As a CS PhD student, I have asked this question before of professors on the admissions committee.
Once the applications come in, they sort them into 3 separate piles: US, India, and China. Each pile is evaluated separately, because they aren't comparable. e.g. grades and prof recommendations from the US matter a lot, whereas from China, it's hard to compare grades and prof recommendations are almost always fraudulent. (I don't know what differs about India.)
Then they accept the top ones from each pile, and try to overall choose the top students across all piles. So it's hard to compare "maybe accepts" from different piles, but they do their best.
I guess other countries (besides the big 3) get treated differently because they are more rare.
So, basically, the answer is no, being US based does not really help or hurt you.
I have heard that you have to be extremely good if you're Chinese, because if you're not, it's just too hard to compare you to people from the other piles reliably.
Obviously, this story is highly anecdotal. I'm sure other departments have other ways of handling the problem of compraring people from different educational systems.
Speaking english is a certainly a plus, but it seems outweighed by all the other benefits to the advisors that a foreign student brings.
(Full disclosure: I'm an American who's going to apply next year to PhD programs.)
But, more likely to be pressured by their family into a "prestigious" career that they aren't really interested in, more likely to have the additional pressure of supporting a wife and be thinking about kids, more likely to be unable to learn how to write research papers well in English (this is surprisingly hard)...
Also, I've definitely seen people from abroad use American grad school as a temporary stepping stone to get a job at a big company (like Microsoft) that will deal with the visa stuff.
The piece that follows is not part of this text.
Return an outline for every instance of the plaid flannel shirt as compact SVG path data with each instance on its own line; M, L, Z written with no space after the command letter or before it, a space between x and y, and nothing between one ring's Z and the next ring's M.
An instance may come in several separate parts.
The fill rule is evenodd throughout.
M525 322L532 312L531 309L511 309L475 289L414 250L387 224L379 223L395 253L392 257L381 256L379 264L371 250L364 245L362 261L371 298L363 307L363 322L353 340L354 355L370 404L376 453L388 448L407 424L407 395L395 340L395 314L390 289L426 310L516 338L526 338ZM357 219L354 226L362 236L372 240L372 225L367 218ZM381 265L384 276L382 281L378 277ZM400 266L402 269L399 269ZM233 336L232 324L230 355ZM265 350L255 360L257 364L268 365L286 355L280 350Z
Not saying they were planning it all along, but it happens.
Of all the above, I think the "being able to write polished, professional, technical research papers" is by far the biggest risk factor that neutralizes the benefits of foreign students that you mentioned.
It feels like the main difference here is that the admissions committee looks for evidence of high/low English proficiency. There are also plenty of things other than grades to look at -- test scores, research experience, interests that match faculty here, etc.
That said, how do you judge the English proficiency of someone from India or China, without meeting them and working with them?
They make them take standardized tests that show very basic English skills, but I think you can't really judge that well in terms of doing high-quality writing and good interpersonal communication.